Braid is played by solving physical puzzles in a standard platform game environment. The player controls the protagonist Tim as he runs, jumps, and climbs across the game's levels. Tim jumps and stomps on enemies to defeat them, and can collect keys to unlock doors or operate levers to trigger platforms. A defining game element is the player's unlimited ability to reverse time and "rewind" actions, even after dying. The game is divided into six worlds, which are experienced sequentially and can be entered from different rooms of Tim's house; the player can return to any world previously visited to attempt to solve puzzles they missed.
Each world has its own time-based game mechanic:
Time and Forgiveness plays as an ordinary platform game, except that the player may rewind time to undo their actions. The section includes several challenges that would be unplayable or unfair in an ordinary platform game, but become feasible when the rewind mechanic is available.
Time and Mystery introduces objects surrounded by a green glow that are unaffected by time manipulation; for example, switches will remain flipped even if time is rewound to before the action occurred. Rewinding can thus be used to change the synchronization between objects that can and cannot be rewound, the basis of many puzzles in this section. This theme is also used in later worlds to denote objects unaffected by the player's time manipulation.
Time and Place links the passage of time to the player character's location on the horizontal axis. As the player moves toward the right, time flows forward, while moving toward the left reverses the flow; standing still or moving vertically will pause time. The player's location must be carefully managed in relation to enemies and objects.
Time and Decision involves a "shadow" of the player character appearing after the player rewinds time and performing the actions that the real player character rewound; if the timeline expires, the shadow will complete any initiated falls and jumps but will otherwise stand still before disappearing. Things coloured in violet can interact both with the main character and his shadow at the same time. Puzzles in this section revolve around using this mechanic to carry out multiple actions at once.
Hesitance provides the player with a magic ring which, when dropped, warps the flow of time around itself; the closer moving objects (including Tim) are to it, the slower time passes for them. The regular rewind control remains available.
The final world is labeled simply "1." In this world, time flows in reverse. Rewinding time returns the flow of time to its normal state.
Each stage contains puzzle pieces that must be collected to create jigsaw puzzles that tell the story, and to unlock the last stage. On completing the main game, a speedrun mode becomes available for select levels and the entire game. There are also eight stars hidden throughout the world of Braid that correspond to the stars in the constellation of Andromeda just outside the main character's house.
Plot
Tim is a man searching for a princess who "has been snatched by a horrible and evil monster." His relationship with this princess is vague at best, and the only clear part of this relationship is that Tim has made some sort of mistake which he hopes to reconcile or, if possible, erase. As one progresses through the six worlds in Braid, storyline text at the beginning of each world provides further insight into Tim's quest for the princess, and alludes to the overarching gameplay mechanic of each level. The themes evoked include forgiveness, desire, and frustration. The final level, in which everything but Tim moves in reverse, depicts the princess escaping from a knight, and working together with Tim to surpass obstacles and meet at her home. Tim is suddenly locked out of the house, and, as time progresses forward, reversing Tim's actions, the events show the princess running from Tim, setting traps that he is able to evade, until she is rescued by the knight. Tim is revealed to be the "monster" the princess is running from.

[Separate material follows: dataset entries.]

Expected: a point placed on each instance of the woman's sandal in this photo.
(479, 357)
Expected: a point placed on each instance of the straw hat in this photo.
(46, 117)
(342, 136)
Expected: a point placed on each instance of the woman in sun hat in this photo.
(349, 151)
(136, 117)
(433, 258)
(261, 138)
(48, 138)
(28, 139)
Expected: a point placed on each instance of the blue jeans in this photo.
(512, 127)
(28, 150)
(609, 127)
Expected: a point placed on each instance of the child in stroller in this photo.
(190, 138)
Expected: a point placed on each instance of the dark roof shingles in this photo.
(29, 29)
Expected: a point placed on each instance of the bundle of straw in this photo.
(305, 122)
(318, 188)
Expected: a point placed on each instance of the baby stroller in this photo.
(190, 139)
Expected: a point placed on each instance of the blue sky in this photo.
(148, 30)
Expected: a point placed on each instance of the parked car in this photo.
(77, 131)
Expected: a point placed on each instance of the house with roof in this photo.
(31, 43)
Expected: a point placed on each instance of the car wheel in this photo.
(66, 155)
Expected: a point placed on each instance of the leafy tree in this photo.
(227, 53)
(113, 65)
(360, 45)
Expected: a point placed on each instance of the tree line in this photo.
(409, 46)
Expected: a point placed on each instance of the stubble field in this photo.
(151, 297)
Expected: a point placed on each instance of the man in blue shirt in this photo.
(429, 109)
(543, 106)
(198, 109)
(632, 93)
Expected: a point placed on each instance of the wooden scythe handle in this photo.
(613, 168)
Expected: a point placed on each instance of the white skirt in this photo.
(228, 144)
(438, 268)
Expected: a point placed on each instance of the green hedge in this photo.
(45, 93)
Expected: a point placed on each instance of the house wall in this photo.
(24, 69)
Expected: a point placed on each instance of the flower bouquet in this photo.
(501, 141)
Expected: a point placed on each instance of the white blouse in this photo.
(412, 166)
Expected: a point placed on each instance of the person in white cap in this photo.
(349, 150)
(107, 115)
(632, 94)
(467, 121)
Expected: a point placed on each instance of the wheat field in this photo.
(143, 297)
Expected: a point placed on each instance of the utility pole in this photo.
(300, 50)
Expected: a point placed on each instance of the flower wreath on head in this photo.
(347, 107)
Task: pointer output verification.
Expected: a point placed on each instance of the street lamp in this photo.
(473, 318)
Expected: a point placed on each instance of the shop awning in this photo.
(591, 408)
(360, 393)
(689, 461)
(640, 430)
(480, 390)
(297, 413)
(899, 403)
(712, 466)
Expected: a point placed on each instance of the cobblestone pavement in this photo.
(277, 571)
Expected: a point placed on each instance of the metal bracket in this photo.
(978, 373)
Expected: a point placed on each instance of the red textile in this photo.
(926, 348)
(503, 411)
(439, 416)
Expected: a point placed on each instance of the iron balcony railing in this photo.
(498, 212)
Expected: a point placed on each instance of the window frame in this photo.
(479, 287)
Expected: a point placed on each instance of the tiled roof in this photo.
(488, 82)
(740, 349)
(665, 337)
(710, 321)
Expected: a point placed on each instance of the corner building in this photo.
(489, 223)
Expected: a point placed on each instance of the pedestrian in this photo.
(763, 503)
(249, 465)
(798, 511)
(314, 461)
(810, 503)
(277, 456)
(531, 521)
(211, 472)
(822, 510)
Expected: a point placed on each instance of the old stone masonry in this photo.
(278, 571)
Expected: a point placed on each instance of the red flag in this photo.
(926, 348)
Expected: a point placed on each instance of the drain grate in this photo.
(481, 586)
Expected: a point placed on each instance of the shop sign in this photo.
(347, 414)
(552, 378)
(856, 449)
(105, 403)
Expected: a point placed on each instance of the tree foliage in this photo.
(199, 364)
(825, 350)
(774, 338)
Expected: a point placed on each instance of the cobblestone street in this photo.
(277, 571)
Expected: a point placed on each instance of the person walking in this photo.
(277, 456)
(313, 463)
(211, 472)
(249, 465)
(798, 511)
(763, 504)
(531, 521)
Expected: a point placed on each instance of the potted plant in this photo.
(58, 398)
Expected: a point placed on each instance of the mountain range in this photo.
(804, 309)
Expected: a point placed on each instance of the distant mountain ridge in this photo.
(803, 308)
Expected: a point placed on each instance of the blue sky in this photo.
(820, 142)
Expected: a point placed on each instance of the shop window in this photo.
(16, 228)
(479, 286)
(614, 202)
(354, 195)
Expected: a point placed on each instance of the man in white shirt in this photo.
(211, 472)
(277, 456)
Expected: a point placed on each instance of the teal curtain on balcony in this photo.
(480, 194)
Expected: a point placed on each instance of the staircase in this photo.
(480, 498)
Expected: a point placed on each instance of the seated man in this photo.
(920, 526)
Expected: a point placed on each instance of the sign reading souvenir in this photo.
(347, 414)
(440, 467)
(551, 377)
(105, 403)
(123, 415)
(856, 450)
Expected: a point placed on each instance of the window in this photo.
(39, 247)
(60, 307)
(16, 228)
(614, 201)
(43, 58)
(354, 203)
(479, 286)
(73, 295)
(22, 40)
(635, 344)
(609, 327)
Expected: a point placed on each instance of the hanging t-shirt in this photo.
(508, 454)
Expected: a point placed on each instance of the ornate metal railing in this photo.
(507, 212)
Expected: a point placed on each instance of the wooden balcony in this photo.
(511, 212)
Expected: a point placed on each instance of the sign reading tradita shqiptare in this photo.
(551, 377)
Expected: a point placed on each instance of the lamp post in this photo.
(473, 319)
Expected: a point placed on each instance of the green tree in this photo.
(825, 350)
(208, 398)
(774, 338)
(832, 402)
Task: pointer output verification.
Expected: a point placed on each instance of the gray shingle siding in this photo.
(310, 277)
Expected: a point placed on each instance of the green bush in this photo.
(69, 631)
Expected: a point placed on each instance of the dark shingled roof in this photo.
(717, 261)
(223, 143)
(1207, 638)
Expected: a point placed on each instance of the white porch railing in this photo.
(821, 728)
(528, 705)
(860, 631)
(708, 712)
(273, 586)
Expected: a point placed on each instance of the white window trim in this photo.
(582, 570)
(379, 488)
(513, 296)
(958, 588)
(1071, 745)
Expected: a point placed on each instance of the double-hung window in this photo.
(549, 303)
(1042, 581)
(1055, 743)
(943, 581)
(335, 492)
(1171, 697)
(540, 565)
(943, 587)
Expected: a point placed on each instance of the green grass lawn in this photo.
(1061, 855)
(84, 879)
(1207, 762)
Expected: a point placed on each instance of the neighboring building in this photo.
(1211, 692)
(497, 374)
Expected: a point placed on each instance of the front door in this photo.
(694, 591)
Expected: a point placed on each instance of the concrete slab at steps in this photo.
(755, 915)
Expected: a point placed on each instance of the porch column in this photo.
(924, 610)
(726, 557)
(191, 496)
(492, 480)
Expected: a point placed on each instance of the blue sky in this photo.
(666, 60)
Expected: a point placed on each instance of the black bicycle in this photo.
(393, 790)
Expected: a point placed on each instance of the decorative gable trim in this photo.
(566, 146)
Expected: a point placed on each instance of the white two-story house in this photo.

Following completion of the game, the player finds additional texts that expand the story. The ending of the game is purposely ambiguous, and has been subject to multiple interpretations. One theory, based on the inclusion of a hidden event and the famous quotation stated by Kenneth Bainbridge after the detonation of the first atomic bomb—"Now we are all sons of bitches"—is that the princess represents the atomic bomb and Tim is a scientist involved in its development. Some also refer to the name of the game as both reference to the hair braid of the princess Tim seeks as well as the intertwining of time, demonstrated by the various time mechanics explored in the game. Journalists have considered Braid's plot to be interwoven with the game itself, much as the book Dictionary of the Khazars and the films Memento and Eternal Sunshine of the Spotless Mind interweave the narrative into the work's construction. In this sense, some have considered the game to carry a simple credo, such as "You must look back to go forwards" as suggested by Eurogamer's Dan Whitehead. Others have likened Braid to punk rock, designed (as explicitly stated by Blow) specifically as a statement against the status quo of the industry; it is considered to deconstruct traditional gameplay concepts, such as jumping on enemies or rescuing a princess from a castle as borrowed from Super Mario Bros., and rebuild them in the game to force the player to rethink current game design. Blow has stated that there is more than one interpretation of the story; he "would not be capable" of explaining the whole story of the game in words, and said that the central idea is "something big and subtle and resists being looked at directly." Blow considered Braid to be "about the journey, not the destination". He deliberately designed the plot not to be fully revealed to the player unless they completed the game, seeing it as a way to provide "a longer-term challenge".